Der vorausgehenden Übersicht kann der Leser unschwer Richtungen der Frankfurter Orientalistik entnehmen, die dem Komplex Judentum-Islam (Horovitz, Weil, Daiber) zuzuordnen sind oder der arabischen Sprachgeschichte (Weil, Daiber) oder der Literaturgeschichte (Horovitz, Ritter, Sellheim, Sezgin, Daiber) oder der arabisch-islamischen Wissenschaftsgeschichte (Plessner, Hartner, King, Sezgin, Daiber) und der islamischen Philosophie und Theologie (Daiber).

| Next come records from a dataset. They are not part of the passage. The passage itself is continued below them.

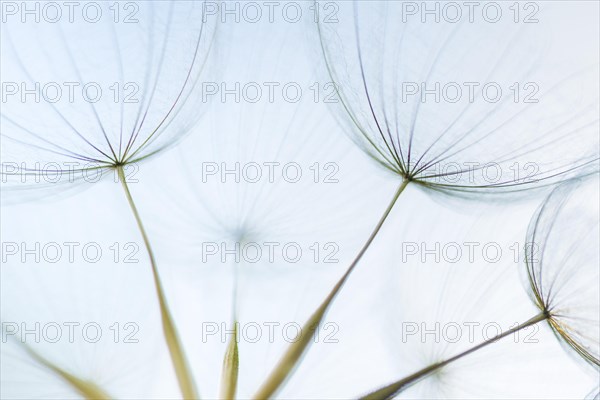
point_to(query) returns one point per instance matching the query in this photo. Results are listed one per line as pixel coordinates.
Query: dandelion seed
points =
(563, 277)
(123, 122)
(447, 147)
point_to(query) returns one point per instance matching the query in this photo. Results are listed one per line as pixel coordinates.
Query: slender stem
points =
(294, 352)
(393, 389)
(182, 369)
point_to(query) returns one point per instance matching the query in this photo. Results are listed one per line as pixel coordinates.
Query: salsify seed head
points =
(84, 97)
(563, 265)
(460, 108)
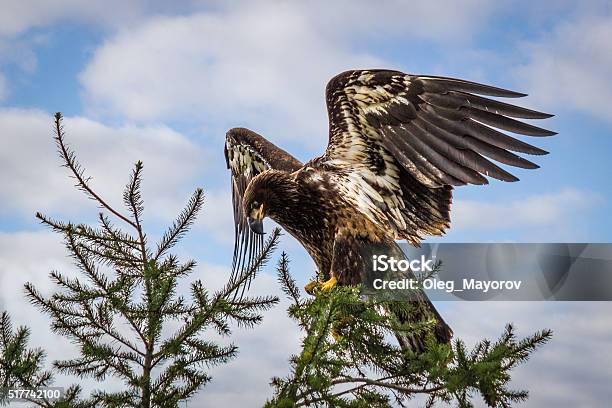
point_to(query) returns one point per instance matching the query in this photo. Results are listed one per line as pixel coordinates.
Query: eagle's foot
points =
(335, 332)
(329, 285)
(311, 286)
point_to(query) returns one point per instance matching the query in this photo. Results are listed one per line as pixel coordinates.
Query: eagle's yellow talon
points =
(329, 285)
(310, 287)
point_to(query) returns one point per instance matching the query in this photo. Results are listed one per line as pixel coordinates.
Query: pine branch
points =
(122, 283)
(182, 224)
(346, 343)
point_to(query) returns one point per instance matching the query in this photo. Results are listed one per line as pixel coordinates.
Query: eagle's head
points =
(267, 195)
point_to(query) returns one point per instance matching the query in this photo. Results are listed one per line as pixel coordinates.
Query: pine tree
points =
(349, 357)
(23, 368)
(125, 282)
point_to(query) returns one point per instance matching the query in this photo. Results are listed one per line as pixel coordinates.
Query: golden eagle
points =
(398, 144)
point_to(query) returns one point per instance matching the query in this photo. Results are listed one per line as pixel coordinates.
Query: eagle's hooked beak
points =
(256, 220)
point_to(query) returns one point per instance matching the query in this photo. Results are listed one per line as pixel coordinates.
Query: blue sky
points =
(162, 82)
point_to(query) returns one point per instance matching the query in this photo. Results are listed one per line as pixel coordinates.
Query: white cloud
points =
(525, 212)
(3, 87)
(570, 67)
(264, 63)
(571, 370)
(269, 64)
(19, 16)
(33, 180)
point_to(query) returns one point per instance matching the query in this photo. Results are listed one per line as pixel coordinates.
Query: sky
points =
(162, 82)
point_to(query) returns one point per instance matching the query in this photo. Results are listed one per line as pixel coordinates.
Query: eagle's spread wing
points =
(247, 154)
(400, 142)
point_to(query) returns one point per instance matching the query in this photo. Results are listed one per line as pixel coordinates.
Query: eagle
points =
(398, 145)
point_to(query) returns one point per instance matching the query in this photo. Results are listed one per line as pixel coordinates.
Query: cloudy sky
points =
(162, 82)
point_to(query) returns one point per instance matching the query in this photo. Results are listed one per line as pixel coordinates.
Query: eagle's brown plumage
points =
(398, 144)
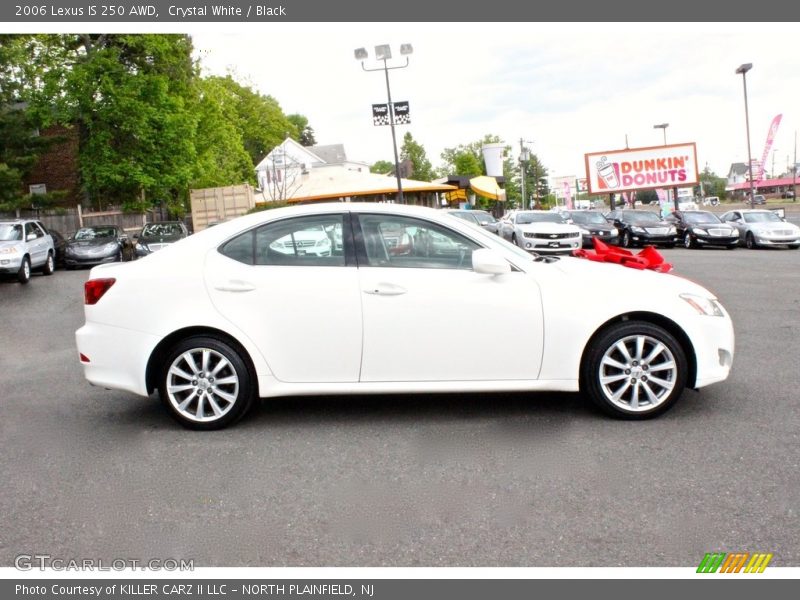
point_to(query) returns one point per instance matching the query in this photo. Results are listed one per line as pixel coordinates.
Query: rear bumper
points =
(117, 357)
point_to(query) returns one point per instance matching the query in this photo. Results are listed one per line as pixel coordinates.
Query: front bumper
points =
(715, 240)
(776, 240)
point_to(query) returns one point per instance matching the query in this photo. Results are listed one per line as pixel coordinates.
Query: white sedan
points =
(226, 316)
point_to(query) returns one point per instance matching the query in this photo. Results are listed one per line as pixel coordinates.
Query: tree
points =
(304, 133)
(130, 98)
(383, 167)
(221, 155)
(422, 170)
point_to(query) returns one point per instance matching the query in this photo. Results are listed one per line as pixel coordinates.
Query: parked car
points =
(593, 225)
(155, 236)
(702, 228)
(25, 246)
(759, 228)
(94, 245)
(639, 227)
(59, 246)
(541, 231)
(478, 217)
(222, 318)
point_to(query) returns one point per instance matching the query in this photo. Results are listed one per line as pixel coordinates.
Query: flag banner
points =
(380, 114)
(773, 129)
(402, 114)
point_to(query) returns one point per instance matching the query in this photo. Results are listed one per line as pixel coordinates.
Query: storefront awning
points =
(488, 188)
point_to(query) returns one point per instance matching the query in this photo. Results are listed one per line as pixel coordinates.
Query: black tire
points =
(49, 265)
(24, 273)
(627, 241)
(638, 376)
(203, 393)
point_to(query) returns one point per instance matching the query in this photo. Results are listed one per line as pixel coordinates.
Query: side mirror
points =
(489, 262)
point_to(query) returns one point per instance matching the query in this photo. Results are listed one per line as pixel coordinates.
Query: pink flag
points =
(773, 129)
(567, 195)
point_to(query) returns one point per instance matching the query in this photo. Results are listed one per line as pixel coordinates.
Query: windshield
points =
(531, 217)
(484, 217)
(641, 218)
(588, 218)
(700, 218)
(160, 229)
(765, 217)
(91, 233)
(10, 232)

Die genannten Richtungen setzen die Erschließung und das Studium arabischer Dokumente voraus, das heißt einen Aspekt der Orientalistik, der in dieser Komplexität nicht von einer Universität bewältigt werden kann, die sich auf islamische Geschichte, Religion oder die heutige islamische Welt konzentriert.
Vor allem aber ist das Studium der Islamischen Religionswissenschaft in der Theologischen Fakultät der Frankfurter Universität nicht ohne eine solide Kenntnis arabischer Sprache und Literatur möglich.

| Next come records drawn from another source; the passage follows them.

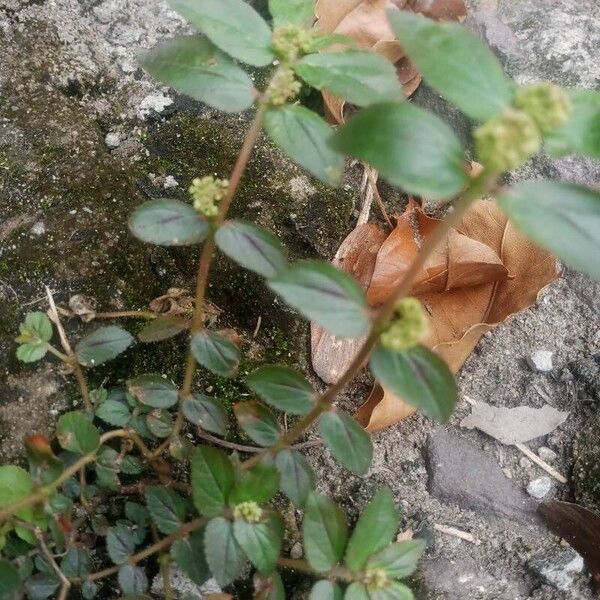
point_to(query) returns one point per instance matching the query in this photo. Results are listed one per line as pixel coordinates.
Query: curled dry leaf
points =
(366, 22)
(481, 274)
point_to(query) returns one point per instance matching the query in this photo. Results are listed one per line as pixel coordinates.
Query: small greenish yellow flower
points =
(547, 104)
(284, 86)
(376, 579)
(248, 511)
(290, 41)
(407, 328)
(206, 193)
(507, 141)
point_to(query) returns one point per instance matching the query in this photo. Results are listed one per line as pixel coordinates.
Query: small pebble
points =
(540, 487)
(540, 360)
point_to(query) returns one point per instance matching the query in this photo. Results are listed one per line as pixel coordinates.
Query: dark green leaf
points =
(325, 532)
(326, 295)
(375, 529)
(419, 377)
(10, 580)
(166, 507)
(581, 133)
(282, 387)
(261, 542)
(189, 555)
(304, 137)
(206, 412)
(193, 66)
(349, 443)
(76, 433)
(232, 25)
(296, 478)
(212, 479)
(562, 217)
(292, 12)
(168, 223)
(257, 422)
(162, 328)
(252, 247)
(456, 63)
(120, 543)
(398, 560)
(215, 352)
(223, 554)
(153, 390)
(132, 580)
(103, 345)
(114, 413)
(325, 590)
(359, 77)
(412, 148)
(258, 485)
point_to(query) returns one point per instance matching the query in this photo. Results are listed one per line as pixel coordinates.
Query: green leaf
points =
(349, 443)
(189, 555)
(194, 67)
(162, 328)
(212, 479)
(258, 485)
(261, 542)
(325, 590)
(257, 422)
(412, 148)
(232, 25)
(419, 377)
(454, 62)
(10, 580)
(215, 352)
(398, 560)
(292, 12)
(132, 580)
(168, 223)
(223, 554)
(581, 133)
(296, 478)
(114, 413)
(252, 247)
(166, 507)
(206, 412)
(103, 345)
(325, 532)
(120, 543)
(76, 433)
(359, 77)
(153, 390)
(562, 217)
(375, 529)
(326, 295)
(282, 387)
(304, 137)
(160, 422)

Ferner ist es völlig anachronistisch, in der Frankfurter Universität ein Fach Empirische Sprachwissenschaft anzubieten, das orientalische Sprachen ausschließt.
Der wichtigste Grund ist aber die aus der oben skizzierten Geschichte der Disziplin erwiesene Tatsache, dass die Judaistik in ihrem schwerpunktmäßigen Ausbau nicht auf arabische Sprache und Literatur verzichten kann, auch und vor allem dann, wenn es um Aspekte des Sprach- und Kulturaustausches zwischen Judentum und Islam geht.

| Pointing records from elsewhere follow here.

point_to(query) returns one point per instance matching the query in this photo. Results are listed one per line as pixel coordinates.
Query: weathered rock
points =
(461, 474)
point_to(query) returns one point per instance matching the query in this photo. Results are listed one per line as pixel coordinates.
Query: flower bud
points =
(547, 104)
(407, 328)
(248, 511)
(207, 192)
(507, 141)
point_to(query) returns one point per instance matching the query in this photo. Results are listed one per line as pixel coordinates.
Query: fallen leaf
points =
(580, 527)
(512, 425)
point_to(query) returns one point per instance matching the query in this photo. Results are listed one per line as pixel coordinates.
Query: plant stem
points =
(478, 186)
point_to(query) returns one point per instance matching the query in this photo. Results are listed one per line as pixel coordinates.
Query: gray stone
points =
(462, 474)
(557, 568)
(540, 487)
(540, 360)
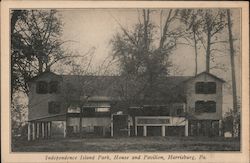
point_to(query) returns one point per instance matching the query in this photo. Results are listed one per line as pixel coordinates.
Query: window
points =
(179, 112)
(54, 107)
(205, 87)
(54, 87)
(102, 110)
(211, 87)
(199, 87)
(42, 87)
(205, 107)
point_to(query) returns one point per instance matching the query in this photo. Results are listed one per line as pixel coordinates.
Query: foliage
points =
(35, 44)
(140, 58)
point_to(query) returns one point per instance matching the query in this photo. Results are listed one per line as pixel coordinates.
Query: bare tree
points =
(193, 22)
(214, 23)
(144, 58)
(35, 44)
(230, 37)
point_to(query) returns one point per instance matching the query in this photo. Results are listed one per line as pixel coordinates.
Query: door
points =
(120, 125)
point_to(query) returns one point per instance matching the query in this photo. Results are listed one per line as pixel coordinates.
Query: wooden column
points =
(37, 130)
(42, 130)
(220, 128)
(135, 130)
(29, 131)
(163, 130)
(186, 127)
(64, 131)
(112, 127)
(144, 130)
(135, 126)
(128, 127)
(49, 129)
(33, 131)
(103, 131)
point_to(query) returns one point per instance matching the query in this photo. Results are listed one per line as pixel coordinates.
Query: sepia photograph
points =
(125, 80)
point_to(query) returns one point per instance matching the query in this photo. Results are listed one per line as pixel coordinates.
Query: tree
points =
(35, 44)
(144, 58)
(230, 38)
(193, 22)
(138, 54)
(214, 23)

Die genannten Aspekte rechtfertigen das wissenschaftsgeschichtlich erwiesene und wissenschaftstheoretisch notwendige Wiederaufleben einer alten Frankfurter jüdischen Stiftung, des von Jakob Heinrich Schiff 1913 gestifteten Lehrstuhls für semitische Philologie, wobei entsprechend dem Profil der Frankfurter Orientalistik dieser Lehrstuhl sich auf Orientalische Philologie konzentrieren muß, mit besonderer Berücksichtigung arabischer Sprache und Literatur.
Eine Einbettung dieses Lehrstuhls in die Studienrichtung der empirischen Sprachwissenschaft und dessen Funktion für die vergleichende Sprachbetrachtung, für die Judaistik, für die Islamische Religionswissenschaft und für historische Fächer, etwa Wissenschaftsgeschichte, widersprechen nicht dem Ziel einer Zentrenbildung. Denn die in Frankfurt angestrebte philologische Akzentuierung der Orientalistik dient den Schwerpunkten der Frankfurter Universität.
Die optimale Gestaltung dieser Schwerpunkte der Frankfurter Universität, insbesondere der Judaistik, darf nicht den Interessen der Marburger Universität geopfert werden. Das ist die Frankfurter Universität ihrem Ruf schuldig, aber auch ihrer Tradition als einstige und zukünftige Stifteruniversität und vor allem aber ihrem Namenspatron, Johann Wolfgang von Goethe, der in seinem West-östlichen Diwan sagte: „Wer sich selbst und andere kennt, wird auch hier erkennen: Orient und Okzident sind nicht mehr zu trennen“.
Ich bitte Sie daher im Interesse der Frankfurter Universität, ihres Profils und ihres Ansehens dringend, meinen Vorschlag ernst zu nehmen, die orientalistische Professur mit dem Profil Orientalische Philologie, mit besonderer Berücksichtigung arabischer Sprache und Literatur wiederzubesetzen.